Before You Begin
In this 15-minute tutorial, you learn how to import a Zeppelin note from a GitHub repository into
Oracle Big Data Manager Notebook. You also learn how to load a comma-separated-value
(.csv)
file from the Hadoop Distributed File System (HDFS) and an Oracle database table
as new paragraphs into the imported note. Finally, you run the note.
Background
This is the third tutorial in the Integrating GitHub and Oracle Database with Oracle Big Data Manager series. Read them sequentially.
- Registering a GitHub Repository as a Storage Provider with Oracle Big Data Manager
- Registering an Oracle Database as a Storage Provider with Oracle Big Data Manager
- Analyzing Data from Multiple Sources with Oracle Big Data Manager
What Do You Need?
- Access to an instance of Oracle Big Data Cloud Service and the required login credentials.
- Access to Oracle Big Data Manager on an Oracle Big Data Cloud Service instance. A port must be opened to permit access to Oracle Big Data Manager, as described in Enabling Oracle Big Data Manager.
- The required sign in credentials for Oracle Big Data Manager.
- Read/Write privileges to the
/user/demo
HDFS directory. - Complete the first two tutorials in this series: The Registering a GitHub Repository as a Storage Provider with Oracle Big Data Manager and the Registering an Oracle Database as a Storage Provider with Oracle Big Data Manager tutorials.
- Access to an Oracle database and the required login credentials.

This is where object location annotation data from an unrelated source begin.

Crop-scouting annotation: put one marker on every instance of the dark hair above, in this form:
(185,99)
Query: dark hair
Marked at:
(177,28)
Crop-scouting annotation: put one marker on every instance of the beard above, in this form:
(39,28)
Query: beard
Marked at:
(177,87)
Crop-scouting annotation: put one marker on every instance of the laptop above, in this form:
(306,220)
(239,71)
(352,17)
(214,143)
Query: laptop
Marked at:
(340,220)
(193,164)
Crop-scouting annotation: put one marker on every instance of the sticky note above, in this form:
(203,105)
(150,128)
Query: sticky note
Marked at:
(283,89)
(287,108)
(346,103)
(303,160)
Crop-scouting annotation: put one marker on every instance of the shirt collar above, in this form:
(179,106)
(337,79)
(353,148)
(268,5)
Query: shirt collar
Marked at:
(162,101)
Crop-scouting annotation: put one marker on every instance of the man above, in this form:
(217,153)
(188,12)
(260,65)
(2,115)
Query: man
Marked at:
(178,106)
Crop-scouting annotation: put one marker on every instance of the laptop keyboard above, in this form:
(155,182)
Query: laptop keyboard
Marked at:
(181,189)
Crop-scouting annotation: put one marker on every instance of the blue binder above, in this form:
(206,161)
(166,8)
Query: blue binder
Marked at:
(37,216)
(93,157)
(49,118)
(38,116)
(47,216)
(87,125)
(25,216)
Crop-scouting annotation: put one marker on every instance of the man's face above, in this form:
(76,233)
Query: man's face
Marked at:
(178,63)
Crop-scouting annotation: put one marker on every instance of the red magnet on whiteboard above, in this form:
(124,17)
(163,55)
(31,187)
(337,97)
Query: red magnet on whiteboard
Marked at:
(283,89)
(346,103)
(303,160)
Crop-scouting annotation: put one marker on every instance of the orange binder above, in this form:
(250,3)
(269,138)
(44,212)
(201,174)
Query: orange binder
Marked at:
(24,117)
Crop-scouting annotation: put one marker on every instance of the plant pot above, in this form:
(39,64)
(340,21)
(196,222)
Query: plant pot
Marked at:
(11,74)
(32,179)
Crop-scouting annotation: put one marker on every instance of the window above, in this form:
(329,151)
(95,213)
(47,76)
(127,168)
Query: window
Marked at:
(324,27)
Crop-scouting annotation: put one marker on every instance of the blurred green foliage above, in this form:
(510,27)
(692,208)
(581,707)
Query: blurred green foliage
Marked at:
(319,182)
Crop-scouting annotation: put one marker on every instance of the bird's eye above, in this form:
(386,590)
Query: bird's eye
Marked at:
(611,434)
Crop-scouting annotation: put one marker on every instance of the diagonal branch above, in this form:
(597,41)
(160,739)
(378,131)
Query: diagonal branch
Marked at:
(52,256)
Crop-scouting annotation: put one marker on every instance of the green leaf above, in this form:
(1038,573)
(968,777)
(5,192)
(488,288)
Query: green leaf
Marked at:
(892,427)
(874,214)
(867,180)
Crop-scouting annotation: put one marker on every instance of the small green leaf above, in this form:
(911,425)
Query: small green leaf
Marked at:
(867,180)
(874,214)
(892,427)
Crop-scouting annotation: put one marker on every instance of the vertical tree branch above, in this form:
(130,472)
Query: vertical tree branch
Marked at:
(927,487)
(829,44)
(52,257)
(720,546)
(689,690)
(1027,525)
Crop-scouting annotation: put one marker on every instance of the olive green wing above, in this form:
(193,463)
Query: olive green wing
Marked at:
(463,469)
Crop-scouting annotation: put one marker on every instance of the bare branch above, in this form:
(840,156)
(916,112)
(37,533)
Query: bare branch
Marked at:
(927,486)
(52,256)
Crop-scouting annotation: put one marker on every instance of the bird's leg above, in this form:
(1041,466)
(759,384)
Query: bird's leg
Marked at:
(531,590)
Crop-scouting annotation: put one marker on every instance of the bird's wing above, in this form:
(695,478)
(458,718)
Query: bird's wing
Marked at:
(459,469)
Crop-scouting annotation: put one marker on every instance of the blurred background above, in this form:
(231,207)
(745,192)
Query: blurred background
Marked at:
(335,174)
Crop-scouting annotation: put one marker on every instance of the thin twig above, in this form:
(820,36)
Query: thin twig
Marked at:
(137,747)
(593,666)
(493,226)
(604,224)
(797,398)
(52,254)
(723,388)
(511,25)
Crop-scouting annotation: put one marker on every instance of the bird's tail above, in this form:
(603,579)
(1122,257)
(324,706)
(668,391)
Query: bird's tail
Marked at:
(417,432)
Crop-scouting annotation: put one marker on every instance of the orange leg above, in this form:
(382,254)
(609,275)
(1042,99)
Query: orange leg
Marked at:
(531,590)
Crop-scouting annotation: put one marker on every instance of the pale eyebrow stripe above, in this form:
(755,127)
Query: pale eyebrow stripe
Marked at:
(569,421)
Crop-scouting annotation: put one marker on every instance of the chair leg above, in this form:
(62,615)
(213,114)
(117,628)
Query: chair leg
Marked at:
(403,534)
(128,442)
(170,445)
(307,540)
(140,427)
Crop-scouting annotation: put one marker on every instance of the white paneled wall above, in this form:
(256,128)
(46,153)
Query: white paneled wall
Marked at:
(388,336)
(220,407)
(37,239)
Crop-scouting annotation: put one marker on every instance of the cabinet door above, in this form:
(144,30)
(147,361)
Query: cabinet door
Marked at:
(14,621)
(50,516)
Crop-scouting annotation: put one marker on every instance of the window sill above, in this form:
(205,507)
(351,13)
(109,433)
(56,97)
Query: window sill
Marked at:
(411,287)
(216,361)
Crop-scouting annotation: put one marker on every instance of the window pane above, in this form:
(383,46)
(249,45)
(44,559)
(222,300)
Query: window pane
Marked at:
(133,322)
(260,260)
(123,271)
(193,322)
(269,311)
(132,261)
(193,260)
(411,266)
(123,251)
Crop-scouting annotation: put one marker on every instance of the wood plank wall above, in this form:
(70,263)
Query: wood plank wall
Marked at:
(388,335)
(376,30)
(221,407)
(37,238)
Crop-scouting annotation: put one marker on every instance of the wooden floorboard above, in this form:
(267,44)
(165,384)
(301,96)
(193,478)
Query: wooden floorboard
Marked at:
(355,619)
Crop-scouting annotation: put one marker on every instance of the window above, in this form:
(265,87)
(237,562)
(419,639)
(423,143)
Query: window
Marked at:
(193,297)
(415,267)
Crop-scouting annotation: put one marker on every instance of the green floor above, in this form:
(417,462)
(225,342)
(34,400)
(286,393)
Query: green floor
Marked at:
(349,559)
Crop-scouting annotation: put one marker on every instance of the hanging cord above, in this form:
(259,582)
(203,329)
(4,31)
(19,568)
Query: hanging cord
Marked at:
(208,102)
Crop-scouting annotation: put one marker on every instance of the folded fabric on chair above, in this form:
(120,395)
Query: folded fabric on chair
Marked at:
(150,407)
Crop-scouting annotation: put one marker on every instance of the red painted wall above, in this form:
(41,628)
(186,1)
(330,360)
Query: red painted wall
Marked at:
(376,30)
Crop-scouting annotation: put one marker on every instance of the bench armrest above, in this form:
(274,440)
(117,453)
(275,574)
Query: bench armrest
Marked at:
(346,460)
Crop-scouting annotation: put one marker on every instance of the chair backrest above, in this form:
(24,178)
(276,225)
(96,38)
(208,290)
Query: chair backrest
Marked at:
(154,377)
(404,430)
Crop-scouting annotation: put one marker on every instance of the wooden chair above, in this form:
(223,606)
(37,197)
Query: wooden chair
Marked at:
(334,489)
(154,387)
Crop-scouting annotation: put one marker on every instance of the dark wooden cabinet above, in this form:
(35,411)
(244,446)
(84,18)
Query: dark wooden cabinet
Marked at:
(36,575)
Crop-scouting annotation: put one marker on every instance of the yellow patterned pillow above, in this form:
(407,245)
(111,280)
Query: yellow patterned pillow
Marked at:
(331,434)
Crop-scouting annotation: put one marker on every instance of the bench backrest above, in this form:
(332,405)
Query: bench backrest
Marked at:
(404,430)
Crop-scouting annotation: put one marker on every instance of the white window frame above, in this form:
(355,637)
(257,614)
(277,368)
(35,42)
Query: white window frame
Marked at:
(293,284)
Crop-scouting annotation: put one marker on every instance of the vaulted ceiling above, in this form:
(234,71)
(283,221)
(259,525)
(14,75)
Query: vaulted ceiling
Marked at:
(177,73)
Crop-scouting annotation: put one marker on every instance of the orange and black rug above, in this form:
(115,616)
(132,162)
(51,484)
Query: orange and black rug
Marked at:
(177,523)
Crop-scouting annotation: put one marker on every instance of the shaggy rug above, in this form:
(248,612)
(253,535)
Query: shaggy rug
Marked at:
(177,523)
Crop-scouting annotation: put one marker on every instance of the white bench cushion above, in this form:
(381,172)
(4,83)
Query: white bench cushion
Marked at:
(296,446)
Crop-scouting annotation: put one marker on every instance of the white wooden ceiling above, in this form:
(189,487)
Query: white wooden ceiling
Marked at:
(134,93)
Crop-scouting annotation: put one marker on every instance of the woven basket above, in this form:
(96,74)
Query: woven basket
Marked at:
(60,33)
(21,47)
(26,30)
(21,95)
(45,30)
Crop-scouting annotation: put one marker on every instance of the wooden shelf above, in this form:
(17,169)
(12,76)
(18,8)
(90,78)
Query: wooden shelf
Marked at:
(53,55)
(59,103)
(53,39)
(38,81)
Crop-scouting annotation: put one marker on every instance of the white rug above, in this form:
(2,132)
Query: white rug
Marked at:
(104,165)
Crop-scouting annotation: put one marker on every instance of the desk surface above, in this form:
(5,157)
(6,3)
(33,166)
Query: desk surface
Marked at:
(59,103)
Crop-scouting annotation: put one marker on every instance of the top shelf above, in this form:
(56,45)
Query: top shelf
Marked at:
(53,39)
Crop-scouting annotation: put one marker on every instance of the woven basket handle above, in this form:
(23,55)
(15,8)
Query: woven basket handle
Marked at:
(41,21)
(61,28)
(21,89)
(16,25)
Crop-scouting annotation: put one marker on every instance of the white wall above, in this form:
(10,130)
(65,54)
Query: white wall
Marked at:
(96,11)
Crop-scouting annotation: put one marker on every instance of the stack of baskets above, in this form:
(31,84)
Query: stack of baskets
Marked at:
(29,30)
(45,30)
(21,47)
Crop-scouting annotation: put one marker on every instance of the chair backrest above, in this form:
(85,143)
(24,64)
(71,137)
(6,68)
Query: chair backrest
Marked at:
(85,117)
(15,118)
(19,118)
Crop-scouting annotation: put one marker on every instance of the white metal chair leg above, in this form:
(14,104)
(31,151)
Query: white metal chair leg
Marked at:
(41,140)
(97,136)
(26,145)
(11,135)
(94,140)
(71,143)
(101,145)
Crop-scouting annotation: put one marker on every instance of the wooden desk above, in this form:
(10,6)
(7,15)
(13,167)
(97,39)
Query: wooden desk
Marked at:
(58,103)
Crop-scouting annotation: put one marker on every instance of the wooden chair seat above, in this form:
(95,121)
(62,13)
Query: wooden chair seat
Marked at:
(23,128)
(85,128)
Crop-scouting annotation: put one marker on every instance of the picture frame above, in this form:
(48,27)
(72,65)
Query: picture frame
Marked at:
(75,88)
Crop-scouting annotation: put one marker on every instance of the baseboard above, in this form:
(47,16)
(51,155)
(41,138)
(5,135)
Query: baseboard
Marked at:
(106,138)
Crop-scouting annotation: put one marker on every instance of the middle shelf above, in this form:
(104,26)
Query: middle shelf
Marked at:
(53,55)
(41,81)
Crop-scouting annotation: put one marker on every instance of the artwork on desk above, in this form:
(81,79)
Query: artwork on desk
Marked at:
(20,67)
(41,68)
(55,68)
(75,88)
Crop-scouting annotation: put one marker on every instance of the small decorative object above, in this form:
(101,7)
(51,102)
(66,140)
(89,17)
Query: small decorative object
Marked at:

- Basic familiarity with HDFS, Spark, and optionally, Apache Zeppelin.
Access the Oracle Big Data Manager Console
- Sign in to Oracle Cloud and open your Oracle Big Data Cloud Service console.
- In the row for the cluster, click Manage this service , and then click Oracle Big Data Manager console from the context menu to display the Oracle Big Data Manager Home page.
Import a Zeppelin Note from GitHub into Oracle Big Data Manager Notebook
In this section, you import a Zeppelin note from a GitHub repository into Oracle Big Data Manager Notebook.
- On the Oracle Big Data Manager page, click the Data tab.
- In the Data explorer section, select Github (github)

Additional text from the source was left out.